**(i)(a)**

$\frac{dy}{dx} = 3x^2 \times \ln 2x + x^3 \times \frac{1}{2x} \times 2$ | M1A1A1 | Applies the product rule $vu' + uv'$ to $x^3 \ln 2x$. If the rule is quoted it must be correct. There must have been some attempt to differentiate both terms. If the rule is not quoted (nor implied by their working, with terms written out $u=...., u' =....., v=...., v' =...., \text{followed by their } vu'+uv'$) then only accept answers of the form $Ax^2 \times \ln 2x + x^3 \times \frac{B}{x}$ where $A, B$ are constants$\neq 0$. | (3 marks)

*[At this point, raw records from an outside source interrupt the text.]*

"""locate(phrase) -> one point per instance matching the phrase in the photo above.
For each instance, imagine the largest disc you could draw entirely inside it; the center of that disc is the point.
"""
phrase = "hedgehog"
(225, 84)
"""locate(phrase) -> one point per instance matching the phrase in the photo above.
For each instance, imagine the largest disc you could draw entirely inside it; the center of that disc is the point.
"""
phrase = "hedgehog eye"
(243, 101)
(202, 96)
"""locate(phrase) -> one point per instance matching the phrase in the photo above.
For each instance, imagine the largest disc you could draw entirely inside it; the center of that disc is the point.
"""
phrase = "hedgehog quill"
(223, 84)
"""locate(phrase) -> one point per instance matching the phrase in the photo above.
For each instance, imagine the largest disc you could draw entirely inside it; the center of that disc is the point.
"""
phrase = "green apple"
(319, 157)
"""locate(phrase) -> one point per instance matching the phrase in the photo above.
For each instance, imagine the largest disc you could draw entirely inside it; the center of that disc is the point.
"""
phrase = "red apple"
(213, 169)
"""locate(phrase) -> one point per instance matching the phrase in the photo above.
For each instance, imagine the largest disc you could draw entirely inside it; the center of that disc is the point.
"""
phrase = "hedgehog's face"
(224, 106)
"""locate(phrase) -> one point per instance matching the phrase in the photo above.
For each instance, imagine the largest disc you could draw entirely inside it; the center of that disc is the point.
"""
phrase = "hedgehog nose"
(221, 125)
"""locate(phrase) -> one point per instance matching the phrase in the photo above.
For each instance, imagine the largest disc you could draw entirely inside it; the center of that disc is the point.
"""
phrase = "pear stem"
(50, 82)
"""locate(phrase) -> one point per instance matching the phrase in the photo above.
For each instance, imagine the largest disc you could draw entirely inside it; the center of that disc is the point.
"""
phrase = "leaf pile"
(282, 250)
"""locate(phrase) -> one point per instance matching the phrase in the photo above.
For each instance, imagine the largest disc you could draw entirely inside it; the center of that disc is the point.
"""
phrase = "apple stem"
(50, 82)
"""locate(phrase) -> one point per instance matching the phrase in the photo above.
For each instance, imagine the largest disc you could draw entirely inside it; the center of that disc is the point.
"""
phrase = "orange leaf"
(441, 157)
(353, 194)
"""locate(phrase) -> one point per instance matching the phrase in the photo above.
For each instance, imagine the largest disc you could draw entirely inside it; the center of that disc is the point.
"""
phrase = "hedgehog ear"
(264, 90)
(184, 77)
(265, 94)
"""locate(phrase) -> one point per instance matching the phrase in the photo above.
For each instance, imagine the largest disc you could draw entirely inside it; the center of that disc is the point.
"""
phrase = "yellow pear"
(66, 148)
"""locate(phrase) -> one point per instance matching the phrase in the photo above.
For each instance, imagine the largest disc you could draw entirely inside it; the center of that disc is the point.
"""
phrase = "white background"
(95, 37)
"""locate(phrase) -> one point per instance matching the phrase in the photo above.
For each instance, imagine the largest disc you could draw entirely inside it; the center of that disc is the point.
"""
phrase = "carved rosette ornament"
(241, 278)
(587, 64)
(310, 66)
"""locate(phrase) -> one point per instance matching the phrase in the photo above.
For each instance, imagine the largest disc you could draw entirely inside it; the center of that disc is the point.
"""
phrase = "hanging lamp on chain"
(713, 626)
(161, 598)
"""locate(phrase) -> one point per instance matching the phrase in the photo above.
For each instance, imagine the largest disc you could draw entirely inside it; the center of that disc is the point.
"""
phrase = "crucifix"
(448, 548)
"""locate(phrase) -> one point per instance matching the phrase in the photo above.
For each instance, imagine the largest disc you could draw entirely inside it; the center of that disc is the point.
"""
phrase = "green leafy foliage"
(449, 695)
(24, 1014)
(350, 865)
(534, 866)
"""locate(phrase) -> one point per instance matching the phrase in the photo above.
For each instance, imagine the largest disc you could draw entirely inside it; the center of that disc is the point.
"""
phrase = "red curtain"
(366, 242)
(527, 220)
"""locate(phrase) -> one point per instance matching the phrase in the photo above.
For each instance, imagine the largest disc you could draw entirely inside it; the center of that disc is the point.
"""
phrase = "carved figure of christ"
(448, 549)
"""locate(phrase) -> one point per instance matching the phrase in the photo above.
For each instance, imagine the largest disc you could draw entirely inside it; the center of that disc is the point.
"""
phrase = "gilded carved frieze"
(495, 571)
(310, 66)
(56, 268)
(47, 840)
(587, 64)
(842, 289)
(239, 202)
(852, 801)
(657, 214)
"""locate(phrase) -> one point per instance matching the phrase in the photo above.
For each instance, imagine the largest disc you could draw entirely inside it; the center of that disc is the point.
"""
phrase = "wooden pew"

| | | One term correct, either $3x^2 \times \ln 2x$ or $x^3 \times \frac{1}{2x} \times 2$ |

| | | Cao. $\frac{dy}{dx} = 3x^2 \times \ln 2x + x^3 \times \frac{1}{2x} \times 2$. The answer does not need to be simplified. For reference the simplified answer is $\frac{dy}{dx} = 3x^2 \ln 2x + x^2 = x^2(3\ln 2x + 1)$ |

**(i)(b)**

Sight of $(x + \sin 2x)^2$ | B1M1A1 | | (3 marks)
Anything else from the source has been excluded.